The spec doesn't specify a precision or range limit anywhere (just suggests that IEEE754 might be a reasonable target for interoperability, but that supports up to 64bit floats, and it looks like Oj is dropping to 32bit floats?).

Python and Go don't go and change the precision of floating point numbers in their implementations, but according to the standard, they're entirely entitled to, and so is Oj.

I don't see anything in https://github.com/ohler55/oj/blob/develop/pages/Modes.md#oj... specifying that Strict will force floating points to specific precision vs other implementations

1 comments

Yes, JSON as a format is very much under specified, a lot of these sorts of things are basically implementation defined.

In general libraries do what make sense in the context of their host language, or sometimes what makes sense in the context of JavaScript.

For ruby/json, I consider that if something can be rountriped, from Ruby to JSON and back, it should be, which means not reducing float precision, nor integer precision, e.g.

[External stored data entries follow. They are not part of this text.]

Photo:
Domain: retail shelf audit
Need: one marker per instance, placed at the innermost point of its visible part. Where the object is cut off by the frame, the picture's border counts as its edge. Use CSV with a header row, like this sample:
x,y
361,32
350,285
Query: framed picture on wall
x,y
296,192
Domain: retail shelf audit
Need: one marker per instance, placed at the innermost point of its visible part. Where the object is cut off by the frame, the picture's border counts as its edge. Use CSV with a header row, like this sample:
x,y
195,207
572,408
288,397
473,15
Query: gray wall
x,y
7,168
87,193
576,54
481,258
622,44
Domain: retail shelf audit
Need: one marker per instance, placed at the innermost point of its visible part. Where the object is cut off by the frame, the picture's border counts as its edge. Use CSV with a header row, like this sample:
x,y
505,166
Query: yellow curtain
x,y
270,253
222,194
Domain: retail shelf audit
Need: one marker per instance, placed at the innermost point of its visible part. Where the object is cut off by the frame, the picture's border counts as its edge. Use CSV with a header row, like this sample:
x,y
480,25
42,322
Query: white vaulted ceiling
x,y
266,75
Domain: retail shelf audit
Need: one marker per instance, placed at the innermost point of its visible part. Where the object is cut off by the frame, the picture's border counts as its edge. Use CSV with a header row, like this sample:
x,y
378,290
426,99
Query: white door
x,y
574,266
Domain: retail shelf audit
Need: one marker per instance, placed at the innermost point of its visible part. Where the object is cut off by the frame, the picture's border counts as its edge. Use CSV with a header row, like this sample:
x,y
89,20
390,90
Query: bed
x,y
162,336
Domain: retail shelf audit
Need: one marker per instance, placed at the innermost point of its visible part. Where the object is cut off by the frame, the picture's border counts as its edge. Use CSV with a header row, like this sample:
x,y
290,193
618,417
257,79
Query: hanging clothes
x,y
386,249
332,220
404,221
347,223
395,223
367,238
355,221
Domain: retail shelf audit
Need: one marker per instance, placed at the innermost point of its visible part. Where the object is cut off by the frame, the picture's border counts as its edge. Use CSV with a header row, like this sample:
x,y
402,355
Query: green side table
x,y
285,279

    >> JSON.generate(2**128)
    => "340282366920938463463374607431768211456"
But other libraries may consider that JSON implies JavaScript, hence the lack of big integer, so such number should be dumped as a JS decimal string or as a floating point number.

> I don't see anything in [...] specifying that Strict will force floating points to specific precision vs other implementations

Yes, and that's my problem with it. As you said, Oj is free to do so by the JSON spec, but I'd bet 99% of users don't know it does that, and some of them may have had data truncation in production without realizing it.

So in term of matching other libraries performance, If another library is significantly faster on a given benchmark, I treat it as a bug, unless it's the result of the alternative trading what I consider correctness for speed.